Por outro lado, e segundo o SOL apurou, ao contrário do que tem afirmado o presidente do BESI, nesta sua abordagem ao primeiro-ministro não esteve em causa a Perella Weinberg – a consultora estrangeira que fora contratada meses antes, em Setembro de 2011, num ajuste directo que causou polémica, para prestar assessoria financeira nas duas privatizações à Parpública (a holding do Estado que formalmente era a proprietária das acções na EDP e na REN). E o mote da conversa também não passou pelas diligências que então se dizia que a Alemanha estava a desenvolver para que uma sua empresa nacional, a E.On, vencesse a corrida à privatização da EDP.
No telefonema, Ricciardi questionou Passos Coelho sobre um aspecto concreto e determinante das operações de venda das acções do Estado na EDP e na REN, nas vésperas de um dos conselhos de ministros em que estes dossiês foram discutidos.
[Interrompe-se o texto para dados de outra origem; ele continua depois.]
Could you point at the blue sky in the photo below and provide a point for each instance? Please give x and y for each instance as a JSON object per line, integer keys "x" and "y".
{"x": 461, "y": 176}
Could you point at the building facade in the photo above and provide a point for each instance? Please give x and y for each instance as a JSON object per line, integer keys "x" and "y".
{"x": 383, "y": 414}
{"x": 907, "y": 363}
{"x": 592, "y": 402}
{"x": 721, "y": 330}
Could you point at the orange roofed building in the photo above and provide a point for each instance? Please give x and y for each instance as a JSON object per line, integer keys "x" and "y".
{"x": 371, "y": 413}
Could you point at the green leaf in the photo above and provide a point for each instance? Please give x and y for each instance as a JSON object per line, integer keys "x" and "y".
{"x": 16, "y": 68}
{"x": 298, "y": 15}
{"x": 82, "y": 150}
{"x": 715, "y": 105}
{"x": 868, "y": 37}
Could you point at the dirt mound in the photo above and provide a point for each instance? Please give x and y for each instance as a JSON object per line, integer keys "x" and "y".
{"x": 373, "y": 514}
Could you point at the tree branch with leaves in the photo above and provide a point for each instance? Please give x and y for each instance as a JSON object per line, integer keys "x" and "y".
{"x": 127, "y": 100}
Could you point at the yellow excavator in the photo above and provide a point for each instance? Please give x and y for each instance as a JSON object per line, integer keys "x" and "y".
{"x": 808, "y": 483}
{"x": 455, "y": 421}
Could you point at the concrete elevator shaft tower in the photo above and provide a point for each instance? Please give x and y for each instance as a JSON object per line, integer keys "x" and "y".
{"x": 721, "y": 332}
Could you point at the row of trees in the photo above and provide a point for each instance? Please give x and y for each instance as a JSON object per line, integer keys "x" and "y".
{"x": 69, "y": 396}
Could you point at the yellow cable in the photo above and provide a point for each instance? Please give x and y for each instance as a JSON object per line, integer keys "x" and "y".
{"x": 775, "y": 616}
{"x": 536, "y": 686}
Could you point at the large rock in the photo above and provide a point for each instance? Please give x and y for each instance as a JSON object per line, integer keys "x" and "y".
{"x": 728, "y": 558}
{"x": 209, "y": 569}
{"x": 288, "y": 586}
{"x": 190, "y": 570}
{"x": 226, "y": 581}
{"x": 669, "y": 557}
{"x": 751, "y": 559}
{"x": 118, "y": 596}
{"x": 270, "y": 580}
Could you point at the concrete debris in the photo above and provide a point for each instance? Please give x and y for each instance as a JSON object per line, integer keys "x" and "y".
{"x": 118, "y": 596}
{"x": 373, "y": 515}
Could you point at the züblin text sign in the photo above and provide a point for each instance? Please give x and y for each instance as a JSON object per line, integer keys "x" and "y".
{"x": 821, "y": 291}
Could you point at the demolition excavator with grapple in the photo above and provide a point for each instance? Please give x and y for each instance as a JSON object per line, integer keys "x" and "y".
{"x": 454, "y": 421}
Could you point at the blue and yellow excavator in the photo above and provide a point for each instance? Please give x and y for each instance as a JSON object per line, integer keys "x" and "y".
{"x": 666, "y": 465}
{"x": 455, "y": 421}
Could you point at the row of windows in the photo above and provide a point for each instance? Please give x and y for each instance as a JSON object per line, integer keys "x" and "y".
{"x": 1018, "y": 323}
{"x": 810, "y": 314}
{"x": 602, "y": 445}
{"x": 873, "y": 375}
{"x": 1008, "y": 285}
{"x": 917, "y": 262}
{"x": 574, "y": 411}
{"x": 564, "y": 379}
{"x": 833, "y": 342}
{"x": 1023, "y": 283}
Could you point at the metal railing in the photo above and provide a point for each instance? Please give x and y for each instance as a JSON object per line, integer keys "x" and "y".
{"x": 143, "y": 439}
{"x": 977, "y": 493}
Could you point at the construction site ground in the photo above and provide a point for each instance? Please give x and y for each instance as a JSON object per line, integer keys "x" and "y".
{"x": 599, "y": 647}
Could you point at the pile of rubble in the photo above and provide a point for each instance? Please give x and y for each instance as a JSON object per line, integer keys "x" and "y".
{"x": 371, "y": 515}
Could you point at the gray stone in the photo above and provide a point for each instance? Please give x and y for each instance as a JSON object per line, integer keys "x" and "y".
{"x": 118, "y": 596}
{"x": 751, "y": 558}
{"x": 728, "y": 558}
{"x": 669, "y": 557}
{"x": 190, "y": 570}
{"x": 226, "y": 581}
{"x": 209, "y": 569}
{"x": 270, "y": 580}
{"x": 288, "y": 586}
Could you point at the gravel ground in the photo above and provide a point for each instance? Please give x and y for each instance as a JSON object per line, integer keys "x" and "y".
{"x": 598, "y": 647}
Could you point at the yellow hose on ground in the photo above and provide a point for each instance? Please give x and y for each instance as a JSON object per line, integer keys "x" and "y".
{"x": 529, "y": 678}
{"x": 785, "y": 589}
Além desse telefonema, o banqueiro ainda haveria de fazer outro, para Miguel Relvas, ministro-adjunto e dos Assuntos Parlamentares, igualmente considerado relevante pelos investigadores.
Em ambos os casos, as conversas foram interceptadas em escutas telefónicas realizadas entre finais de 2011 e princípios de 2012, no âmbito do inquérito Monte Branco, que corre termos no Departamento Central de Investigação e Acção Penal (DCIAP).
Um dos telefones sob escuta era o de José Maria Ricciardi, suspeito de crimes de tráfico de influências e de abuso de informação privilegiada, relacionados com os processos de privatização da EDP e da REN. Nestes, o BESI efectuou a assessoria financeira à China Three Gorges e à State Grid, que acabou por vencer os respectivos concursos.
Apesar de o primeiro-ministro ter atalhado logo a conversa com Ricciardi, o DCIAP considerou o telefonema relevante para provar os indícios que já reunira contra o banqueiro.